By Nelson Jones
The New Statesman
A study by Theos shows the apparently limited appeal of scientific materialism. But is it evidence that hardline atheism of the Richard Dawkins variety has little popular appeal?
Modern
Britain is "spiritual" but not religious. That's the headline finding
of an opinion poll, and accompanying report, released this week by the
Christian think-tank Theos. The ComRes poll - which confirms a trend identified
in several previous surveys - found that well over half those questioned (59%)

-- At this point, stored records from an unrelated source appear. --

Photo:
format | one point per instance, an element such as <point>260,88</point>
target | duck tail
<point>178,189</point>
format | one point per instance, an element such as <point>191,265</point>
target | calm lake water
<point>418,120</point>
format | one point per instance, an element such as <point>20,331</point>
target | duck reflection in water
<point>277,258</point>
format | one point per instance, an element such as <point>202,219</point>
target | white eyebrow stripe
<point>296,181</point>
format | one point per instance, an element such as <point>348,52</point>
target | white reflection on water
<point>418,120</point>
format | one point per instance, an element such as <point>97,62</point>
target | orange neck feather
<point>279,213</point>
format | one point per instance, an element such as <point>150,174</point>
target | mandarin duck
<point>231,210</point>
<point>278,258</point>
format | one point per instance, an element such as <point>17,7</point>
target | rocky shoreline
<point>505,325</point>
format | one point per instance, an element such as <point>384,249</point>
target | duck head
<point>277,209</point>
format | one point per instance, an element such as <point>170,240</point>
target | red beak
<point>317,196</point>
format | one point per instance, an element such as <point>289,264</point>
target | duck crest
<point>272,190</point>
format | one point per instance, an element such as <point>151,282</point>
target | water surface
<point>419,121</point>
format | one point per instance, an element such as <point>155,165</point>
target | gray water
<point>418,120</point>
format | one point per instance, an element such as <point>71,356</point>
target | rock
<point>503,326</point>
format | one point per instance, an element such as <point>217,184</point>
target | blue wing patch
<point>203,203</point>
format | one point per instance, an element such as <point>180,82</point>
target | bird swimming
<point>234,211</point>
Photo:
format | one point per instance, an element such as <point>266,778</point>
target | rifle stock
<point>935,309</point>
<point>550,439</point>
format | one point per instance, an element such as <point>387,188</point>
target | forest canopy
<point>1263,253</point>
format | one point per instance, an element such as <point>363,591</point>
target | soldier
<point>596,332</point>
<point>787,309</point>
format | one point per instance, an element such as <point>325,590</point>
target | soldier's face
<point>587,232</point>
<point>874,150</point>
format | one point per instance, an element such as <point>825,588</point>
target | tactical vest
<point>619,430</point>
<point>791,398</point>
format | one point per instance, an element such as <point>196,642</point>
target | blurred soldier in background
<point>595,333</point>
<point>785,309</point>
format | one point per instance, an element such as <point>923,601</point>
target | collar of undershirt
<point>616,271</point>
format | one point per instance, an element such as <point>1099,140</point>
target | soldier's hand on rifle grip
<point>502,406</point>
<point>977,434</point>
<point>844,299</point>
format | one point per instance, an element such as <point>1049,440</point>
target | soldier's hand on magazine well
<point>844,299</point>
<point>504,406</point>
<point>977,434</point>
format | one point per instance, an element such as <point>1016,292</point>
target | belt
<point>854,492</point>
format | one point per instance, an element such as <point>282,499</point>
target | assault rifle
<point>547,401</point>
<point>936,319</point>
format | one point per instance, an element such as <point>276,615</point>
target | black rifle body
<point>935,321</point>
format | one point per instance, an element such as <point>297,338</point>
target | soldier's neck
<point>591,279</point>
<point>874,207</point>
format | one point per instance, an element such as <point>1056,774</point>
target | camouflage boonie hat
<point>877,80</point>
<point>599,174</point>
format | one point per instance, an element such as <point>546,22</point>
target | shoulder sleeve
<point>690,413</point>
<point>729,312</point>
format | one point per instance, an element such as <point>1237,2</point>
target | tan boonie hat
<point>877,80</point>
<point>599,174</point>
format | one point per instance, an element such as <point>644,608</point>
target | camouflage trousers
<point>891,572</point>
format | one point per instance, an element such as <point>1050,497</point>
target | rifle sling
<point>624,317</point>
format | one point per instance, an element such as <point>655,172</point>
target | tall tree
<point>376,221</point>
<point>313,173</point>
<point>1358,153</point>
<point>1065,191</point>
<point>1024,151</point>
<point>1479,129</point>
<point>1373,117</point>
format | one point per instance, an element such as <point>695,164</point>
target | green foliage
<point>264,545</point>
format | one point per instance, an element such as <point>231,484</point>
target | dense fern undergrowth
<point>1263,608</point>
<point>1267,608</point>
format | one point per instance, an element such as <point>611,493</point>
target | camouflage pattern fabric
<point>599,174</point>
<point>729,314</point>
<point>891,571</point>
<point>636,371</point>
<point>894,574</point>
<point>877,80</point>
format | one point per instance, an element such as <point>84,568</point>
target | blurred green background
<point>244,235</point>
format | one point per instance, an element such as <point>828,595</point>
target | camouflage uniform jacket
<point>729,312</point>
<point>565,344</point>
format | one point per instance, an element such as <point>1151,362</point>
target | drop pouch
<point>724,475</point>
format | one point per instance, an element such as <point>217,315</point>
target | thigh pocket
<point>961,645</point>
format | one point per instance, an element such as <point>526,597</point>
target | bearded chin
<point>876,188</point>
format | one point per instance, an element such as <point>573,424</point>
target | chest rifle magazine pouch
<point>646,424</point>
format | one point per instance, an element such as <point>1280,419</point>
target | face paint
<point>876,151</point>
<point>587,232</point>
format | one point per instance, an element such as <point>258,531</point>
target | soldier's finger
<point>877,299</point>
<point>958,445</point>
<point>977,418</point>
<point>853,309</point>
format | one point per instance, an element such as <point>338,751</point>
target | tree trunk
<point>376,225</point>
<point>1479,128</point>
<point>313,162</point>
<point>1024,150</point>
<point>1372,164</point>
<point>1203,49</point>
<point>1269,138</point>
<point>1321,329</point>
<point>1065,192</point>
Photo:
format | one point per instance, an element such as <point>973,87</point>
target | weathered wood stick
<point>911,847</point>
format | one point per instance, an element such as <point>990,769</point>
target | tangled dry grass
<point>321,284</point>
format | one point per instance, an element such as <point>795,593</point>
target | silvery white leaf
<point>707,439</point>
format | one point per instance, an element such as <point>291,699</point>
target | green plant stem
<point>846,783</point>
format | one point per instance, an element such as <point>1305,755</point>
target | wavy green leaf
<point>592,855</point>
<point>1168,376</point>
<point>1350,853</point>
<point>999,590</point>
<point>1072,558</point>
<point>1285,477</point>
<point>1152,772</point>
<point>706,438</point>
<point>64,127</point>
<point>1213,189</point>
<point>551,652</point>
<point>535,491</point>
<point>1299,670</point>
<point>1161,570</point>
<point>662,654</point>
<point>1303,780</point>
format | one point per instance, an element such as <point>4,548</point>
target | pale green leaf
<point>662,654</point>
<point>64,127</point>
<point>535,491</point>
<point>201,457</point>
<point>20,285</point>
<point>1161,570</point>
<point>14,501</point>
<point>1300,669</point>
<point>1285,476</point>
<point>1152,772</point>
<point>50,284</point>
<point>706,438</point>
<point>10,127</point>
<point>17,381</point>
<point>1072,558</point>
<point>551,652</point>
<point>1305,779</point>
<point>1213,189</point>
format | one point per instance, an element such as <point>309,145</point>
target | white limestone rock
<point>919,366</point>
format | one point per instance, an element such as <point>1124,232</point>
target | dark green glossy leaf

said that they believed in some kind of spiritual being or essence. There were
substantial, though minority, levels of belief in specific concepts such as
spirts, angels and "a universal life force", whatever that is. One
for the Jedis, perhaps.
Even
a third of people who described themselves as non-religious were prepared to
own up to having some such ideas, while a mere 13% - and only a quarter of the
non-religious - agreed with the statement that "humans are purely material
beings with no spiritual element". And more than three-quarters of the
survey agreed that "there are things that we cannot simply explain through
science or any other means".
Theos
seems to be impressed by the apparently limited appeal of scientific
materialism, seeing in it evidence that hardline atheism of the Richard Dawkins
variety has little popular appeal, despite the high media profile it has
garnered in recent years. Its director, Elizabeth Oldfield, writes that it is
"notable is that those same voices have not managed to convince us that
humans are purely material beings, with no spiritual element". The
implication is that there's a huge untapped reservoir of spiritual longing and
that it would be wrong to attribute the decline in religiosity in this country,
stretching back decades, to a spread in actual unbelief.
Yet
it's hard to see much comfort in these figures for the future of religion. To
return to the headline figure, the 77% who believed that some things couldn't
be explained "through science or any other means." Any other means,
presumably, includes religion itself. And even many scientists doubt that
science is close to explaining some natural phenomena. Consciousness, for
example, is often called the "hard problem" because even in the age
of MRI scanners it remains profoundly elusive. A sense that life has mysteries,
that there are things - love, for example - that will always remain beyond a
reductive scientific explanation, doesn't necessarily make someone religious.
The poll found quite low levels of belief in more specifically religious
concepts: a mere 13% believed in Hell (Heaven was twice as popular, implying a
national spirituality skewed towards the feelgood), while a quarter believed in
angels and around a third in life after death.
Take
the findings about the power of prayer. An equally small proportion (17%)
believed that prayer could "bring about change for the person or situation
you are praying for" as believed that prayer had no effect whatsoever. By
far the most popular view was that prayer "makes you feel more at
peace". Such an idea of prayer as a kind of therapy is of course at least
as compatible with atheism as it is with religious conviction.